Achievements and titles
- Olympic finals: 6th (2021)
- World finals: (2019, 2021, 2023)
- Regional finals: (2020)

Medal record
Sailing
Representing Israel
RS:X World Championships
| Silver medal – second place | 2019 Torbole | RS:X |
| Silver medal – second place | 2021 Cádiz | RS:X |
iQFoil World Championships
| Silver medal – second place | 2023 The Hague | iQFoil |
| Bronze medal – third place | 2024 Lanzarote | iQFoil |
RS:X European Championships
| Silver medal – second place | 2020 Vilamoura | RS:X |

= Katy Spychakov =

Israeli windsurfer

Katy Spychakov (קטי ספיצ'קוב; born 6 August 1999) is an Israeli windsurfer. Spychakov won the 2015 Female Under 17 Techno 293 World Championships, the 2016 RS:X Youth World Championships, and the 2019 U21 Women's RS:X World Championships. She won a silver medal in the Women's 2019 RS:X World Championships.

==Early life==
Spychakov was born in Eilat, Israel, to immigrant parents from Ukraine. She has three siblings. She served as a soldier in the Israeli Navy at the Atlit naval base.

Spychakov began windsurfing when she was 10 years old, and racing when she was 13 years old. Spychakov is a member of the Hapoel Eilat Sailing Club.

==Career==
Spychakov won the silver medal in the 2013 Female Under 15 Techno 293 World Championships, the silver medal in the 2014 Female Under 17 Techno 293 World Championships, and the gold medal in the 2015 Female Under 17 Techno 293 World Championships.

Spychakov won the 2016 RS:X Youth World Championships in Limassol, Cyprus.

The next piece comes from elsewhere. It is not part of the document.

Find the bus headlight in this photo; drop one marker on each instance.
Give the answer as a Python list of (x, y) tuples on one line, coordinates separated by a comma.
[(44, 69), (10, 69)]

In August 2019, Spychakov won a bronze medal in the RS:X Women's competition at Ready Steady Tokyo – Sailing on the island of Enoshima, Japan.

In September 2019, Spychakov won a silver medal in the Women's 2019 RS:X World Championships, and was an U21 winner in the Women's 2019 RS:X World Championships at Lake Garda in Italy. It was Israel's first world championship medal since windsurfer Maayan Davidovich's bronze medal at the RS:X World Championships in 2014.

Spychakov competed in the 2020 Summer Olympics in the Women's RS:X event.